1. Academic Validation
  2. Hypertension caused by a truncated epithelial sodium channel gamma subunit: genetic heterogeneity of Liddle syndrome

Hypertension caused by a truncated epithelial sodium channel gamma subunit: genetic heterogeneity of Liddle syndrome

  • Nat Genet. 1995 Sep;11(1):76-82. doi: 10.1038/ng0995-76.
J H Hansson 1 C Nelson-Williams H Suzuki L Schild R Shimkets Y Lu C Canessa T Iwasaki B Rossier R P Lifton
Affiliations

Affiliation

  • 1 Howard Hughes Medical Institute, Yale University School of Medicine, Boyer Center for Molecular Medicine, New Haven, Connecticut 06510, USA.
Abstract

Sensitivity of blood pressure to dietary salt is a common feature in subjects with hypertension.
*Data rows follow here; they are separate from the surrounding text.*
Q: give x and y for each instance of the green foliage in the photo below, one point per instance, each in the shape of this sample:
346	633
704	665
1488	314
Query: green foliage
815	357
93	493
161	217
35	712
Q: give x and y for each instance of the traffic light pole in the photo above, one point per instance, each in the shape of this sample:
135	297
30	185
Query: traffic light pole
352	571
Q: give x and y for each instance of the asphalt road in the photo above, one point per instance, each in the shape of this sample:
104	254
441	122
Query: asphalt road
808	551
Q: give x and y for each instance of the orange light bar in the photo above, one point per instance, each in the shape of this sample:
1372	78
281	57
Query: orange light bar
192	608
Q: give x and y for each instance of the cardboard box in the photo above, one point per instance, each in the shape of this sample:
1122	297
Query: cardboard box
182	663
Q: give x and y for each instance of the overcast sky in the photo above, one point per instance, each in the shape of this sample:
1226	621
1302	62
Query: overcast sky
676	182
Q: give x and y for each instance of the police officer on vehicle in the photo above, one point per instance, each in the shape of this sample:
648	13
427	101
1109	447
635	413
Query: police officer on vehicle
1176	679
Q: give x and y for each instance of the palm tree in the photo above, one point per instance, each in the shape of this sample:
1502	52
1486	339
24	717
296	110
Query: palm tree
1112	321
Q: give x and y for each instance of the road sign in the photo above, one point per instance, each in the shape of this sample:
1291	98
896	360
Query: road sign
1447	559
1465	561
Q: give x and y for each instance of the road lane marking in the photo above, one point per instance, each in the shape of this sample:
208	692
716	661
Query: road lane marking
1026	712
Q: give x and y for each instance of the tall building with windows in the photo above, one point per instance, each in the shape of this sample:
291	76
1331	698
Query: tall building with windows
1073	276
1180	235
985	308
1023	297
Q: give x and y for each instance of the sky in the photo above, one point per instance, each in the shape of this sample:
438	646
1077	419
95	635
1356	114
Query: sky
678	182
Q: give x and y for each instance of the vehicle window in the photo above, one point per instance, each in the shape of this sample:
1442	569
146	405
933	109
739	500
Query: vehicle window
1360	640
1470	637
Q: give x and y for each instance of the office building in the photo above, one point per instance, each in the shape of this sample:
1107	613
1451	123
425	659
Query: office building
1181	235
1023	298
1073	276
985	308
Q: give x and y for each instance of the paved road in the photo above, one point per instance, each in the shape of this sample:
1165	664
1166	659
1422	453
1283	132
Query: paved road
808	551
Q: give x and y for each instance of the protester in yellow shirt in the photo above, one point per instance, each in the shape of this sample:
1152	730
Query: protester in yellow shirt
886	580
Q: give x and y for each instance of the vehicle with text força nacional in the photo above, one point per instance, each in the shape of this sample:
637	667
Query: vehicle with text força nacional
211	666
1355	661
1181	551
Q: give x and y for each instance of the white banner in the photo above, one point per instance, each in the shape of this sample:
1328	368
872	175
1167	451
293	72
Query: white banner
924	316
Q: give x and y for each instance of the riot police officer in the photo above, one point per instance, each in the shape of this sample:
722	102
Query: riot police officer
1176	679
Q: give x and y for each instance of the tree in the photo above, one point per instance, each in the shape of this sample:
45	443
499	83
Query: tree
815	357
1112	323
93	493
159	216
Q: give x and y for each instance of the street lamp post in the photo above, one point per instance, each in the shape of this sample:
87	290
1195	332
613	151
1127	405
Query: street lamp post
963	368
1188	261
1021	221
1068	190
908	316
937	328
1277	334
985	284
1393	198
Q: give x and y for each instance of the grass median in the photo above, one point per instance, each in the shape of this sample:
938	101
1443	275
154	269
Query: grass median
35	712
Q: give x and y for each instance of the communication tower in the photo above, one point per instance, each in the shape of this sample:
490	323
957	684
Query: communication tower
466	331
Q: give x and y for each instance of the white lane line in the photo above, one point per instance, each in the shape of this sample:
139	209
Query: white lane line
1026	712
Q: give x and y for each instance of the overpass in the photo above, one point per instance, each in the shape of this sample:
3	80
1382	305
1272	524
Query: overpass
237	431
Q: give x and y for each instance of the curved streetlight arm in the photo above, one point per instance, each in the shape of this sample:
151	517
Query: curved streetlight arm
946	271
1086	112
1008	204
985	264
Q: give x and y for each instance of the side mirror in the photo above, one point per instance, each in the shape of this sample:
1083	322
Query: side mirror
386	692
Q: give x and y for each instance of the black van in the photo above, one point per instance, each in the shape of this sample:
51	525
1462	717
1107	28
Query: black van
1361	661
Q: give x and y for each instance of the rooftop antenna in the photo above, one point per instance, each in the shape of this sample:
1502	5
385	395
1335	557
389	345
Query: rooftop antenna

These features are exemplified by the mendelian disorder, Liddle's syndrome, previously shown to arise from constitutive activation of the renal epithelial Sodium Channel due to mutation in the beta subunit of this channel. We now demonstrate that this disease can also result from a mutation truncating the carboxy terminus of the gamma subunit of this channel; this truncated subunit also activates channel activity. These findings demonstrate genetic heterogeneity of Liddle's syndrome, indicate independent roles of beta and gamma subunits in the negative regulation of channel activity, and identify a new gene in which mutation causes a salt-sensitive form of human hypertension.